Bisa jadi kehadiran calon perseorangan hanya pelengkap, agar pemilihan Bupati atau Wali Kota tidak hanya satu calon.
Oleh : Sri Sugeng Pujiatmiko, S.H.
SYARAT dukungan bagi calon perseorangan masih dalam proses Judicial Review, karena merasa berat untuk memenuhinya.
Bagi yang akan menyatakan dirinya maju sebagai calon perseorangan harus menyiapkan sejumlah syarat dukungan sesuai dengan yang ditentukan.
Berapakah jumlah syarat dukungan yang harus dipenuhi untuk dapat lolos menjadi calon perseorangan?
Memang dalam penyelenggaraan Pilkada yang telah dilaksanakan, bagi calon perseorangan yang secara “sungguh-sungguh” memberanikan dirinya untuk mencalonkan sebagai calon Gubernur, Bupati atau Wali Kota harus diapresiasi sebagai hak warga Negara untuk dipilih yang dilindungi oleh konstitusi.
Namun, ada juga munculnya calon perseorangan hanya sebagai “pelengkap pendamping” petahana atau calon yang diusulkan oleh Partai Politik untuk “sama-sama” melawan calon lain.
Atau kehadiran calon perseorangan hanya untuk memenuhi agar pemilihan Bupati atau Wali Kota tidak hanya 1 (satu) calon atau calon tunggal.

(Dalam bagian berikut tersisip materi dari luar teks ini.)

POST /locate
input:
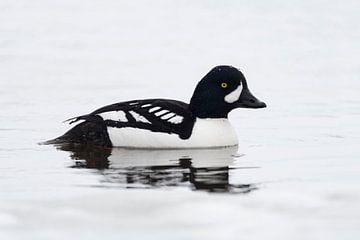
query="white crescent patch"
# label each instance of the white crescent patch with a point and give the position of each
(234, 95)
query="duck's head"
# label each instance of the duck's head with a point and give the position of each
(223, 89)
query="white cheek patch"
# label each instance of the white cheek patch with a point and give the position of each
(234, 95)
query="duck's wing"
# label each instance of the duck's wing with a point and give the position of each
(157, 115)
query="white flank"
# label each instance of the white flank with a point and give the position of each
(138, 117)
(234, 95)
(206, 133)
(176, 120)
(114, 115)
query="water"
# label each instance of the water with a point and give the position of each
(295, 174)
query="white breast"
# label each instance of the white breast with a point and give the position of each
(206, 133)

Ada kalanya calon perseorangan diposisikan hanya untuk “memecah suara” terhadap calon lain sebagai competitor yang diusulkan partai politik, sehingga perlu memposisikan calon perseorangan yang kehadirannya “membantu” salah satu calon untuk memenangkan pemilihan.
Banyak cara dilakukan oleh calon dan partai politik yang memposisikan calon perseorangan sebagai “pelengkap pendamping”, namun juga ada calon perseorangan yang benar-benar menyatakan dirinya ikut berkompetisi dalam Pilkada.
Nah, dalam penyelenggaraan Pilkada tahun 2020 sudah ada geliat munculnya calon perseorangan.
Apakah calon perseorangan tersebut benar-benar menjadi calon perseorangan yang sesungguhnya ataukah hanya sebagai calon perseorangan yang hanya untuk meraih “nilai tawar” bagi calon yang diusulkan oleh partai politik.
Posisi tawar calon yang sudah menyatakan akan maju sebagai calon perseorangan, bisa saja hanya semata-mata untuk kepentingan pribadi selain kepentingan Pilkada.
Terkadang kondisi itu tidak dapat terhindarkan. Meskipun “calon perseorangan” yang diposisikan sebagai “pelengkap pendamping” oleh calon lain benar-benar mendaftarkan ke KPU kabupaten/kota.
Bagaimana dengan “biaya” yang dikeluarkan untuk memperoleh jumlah minimum syarat dukungan sesuai?
Sudah barang tentu seluruh pengeluarannya akan dibiayai oleh calon atau partai politik yang “menjadikannya” calon perseorangan.
Ada kalanya biaya yang telah dikeluarkan tidak semata-mata berasal dari calon atau partai politik yang menjadikan calon perseorangan. Namun kalkulasi “biaya” yang dikeluarkan oleh “calon perseorangan” sebagai “pelengkap pendamping” akan dibebankan “pemilik modal” yang berafiliasi kepada salah satu calon yang memposisikan calon perseorangan sebagai “pelengkap pendamping”.
Hal seperti itu, tidak bisa kita pungkiri, selama ada peluang pasti akan dimanfaatkan untuk kepentingan-kepentingan politik praktis yang tidak sejalan dengan semangat dibukanya ruang calon perseorangan untuk memberikan hak konstitusi (hak untuk dipilih), bagi masyarakat yang tidak terfasilitasi oleh partai politik untuk menjadi calon Gubernur, Bupati dan Wali Kota.
Lumrahnya, dalam penyelenggaraan Pilkada, calon perseorangan nyaris sulit untuk meraih suara, apalagi memenangkan kompetisi Pilkada, karena banyak faktor.
Dalam pengalaman penyelenggaraan Pilkada, paling tidak sudah 4 (empat) calon perseorangan yang memenangkan Pilkada dan terpilih menjadi Bupati atau Wali Kota.
Antara lain : Gubernur Aceh, Kabupaten Rote Ndou, Kabupaten Batubara, dan Kabupaten Garut.